After listening to both parties, Justice Jude Onwuzuruike adjourned till May 25 for ruling.
It will be recalled that a similar criminal charge was instituted against Ayeni and one Timothy Oguntayo in 2019, in which they pleaded not guilty to all counts.
At the trial before Justice Ijeoma Ojukwu of the Federal High Court, Ayeni’s counsel, Chief Wole Olanipekun, SAN, argued that the transactions under investigation by the Economic and Financial Crimes Commission (EFCC) were fundamentally commercial and banking transactions rather than criminal diversions of funds and in fact there was already an understanding between the bank and the duo for which the approval of the Central Bank of Nigeria was sought and obtained by the management of Skye bank.
Olanipekun at the trial then submitted that the dispute “arose out of business transactions that went sour” and emphasised that the issues were amenable to amicable resolution.
He further maintained that the funds in question were not unlawfully diverted, but were part of legitimate banking transaction arrangements undertaken in the ordinary course of the bank’s operations.
The defence also resisted the EFCC’s attempt to criminalise what it described as commercial decisions taken within the framework of legitimate banking business.
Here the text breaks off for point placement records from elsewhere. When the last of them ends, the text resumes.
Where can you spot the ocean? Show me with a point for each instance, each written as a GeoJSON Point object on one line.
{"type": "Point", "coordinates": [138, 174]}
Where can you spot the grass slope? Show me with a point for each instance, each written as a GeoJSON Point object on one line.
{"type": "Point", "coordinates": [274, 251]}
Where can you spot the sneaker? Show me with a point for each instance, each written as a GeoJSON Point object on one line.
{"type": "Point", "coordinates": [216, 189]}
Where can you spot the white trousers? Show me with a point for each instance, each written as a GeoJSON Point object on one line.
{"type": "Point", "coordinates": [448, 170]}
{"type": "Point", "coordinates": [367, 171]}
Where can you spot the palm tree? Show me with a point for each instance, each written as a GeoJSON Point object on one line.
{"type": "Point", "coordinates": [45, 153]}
Subsequently, the parties agreed to settle the matter out of court and informed the court accordingly. At the final sitting, the terms of settlement reached by the parties were presented to the court, which were the terms already approved by the Central Bank of Nigeria even before the commencement of the investigation by the EFCC.
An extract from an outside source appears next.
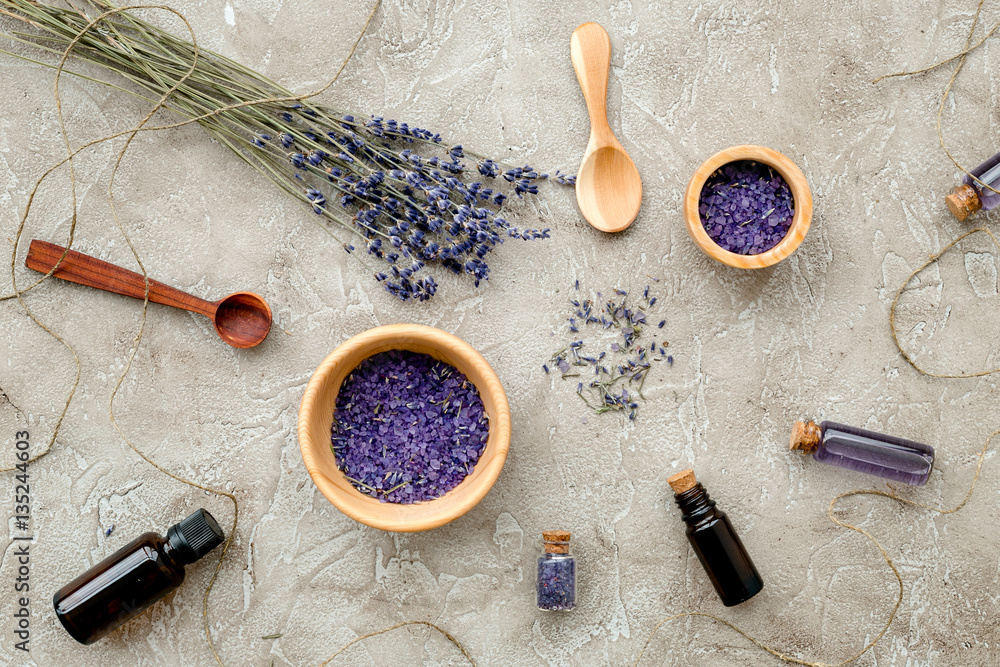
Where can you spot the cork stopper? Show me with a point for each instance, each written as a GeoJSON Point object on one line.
{"type": "Point", "coordinates": [963, 201]}
{"type": "Point", "coordinates": [556, 541]}
{"type": "Point", "coordinates": [682, 481]}
{"type": "Point", "coordinates": [805, 436]}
Justice Ojukwu thereafter adopted the settlement terms as the judgment of the court, thereby bringing the matter to a formal conclusion.
Legal observers, however, noted that the present prosecution appears to draw substantially from the same facts and allegations that formed the basis of the 2019 case.
This development has generated concerns among legal commentators, who argue that reopening issues previously resolved by a court of competent jurisdiction may raise questions under the constitutional protection against double jeopardy.
They contend that subjecting a defendant to a second prosecution over the same or substantially similar allegations could amount to placing the individual in legal jeopardy twice for one cause, a situation that may offend both the spirit and the letter of the law.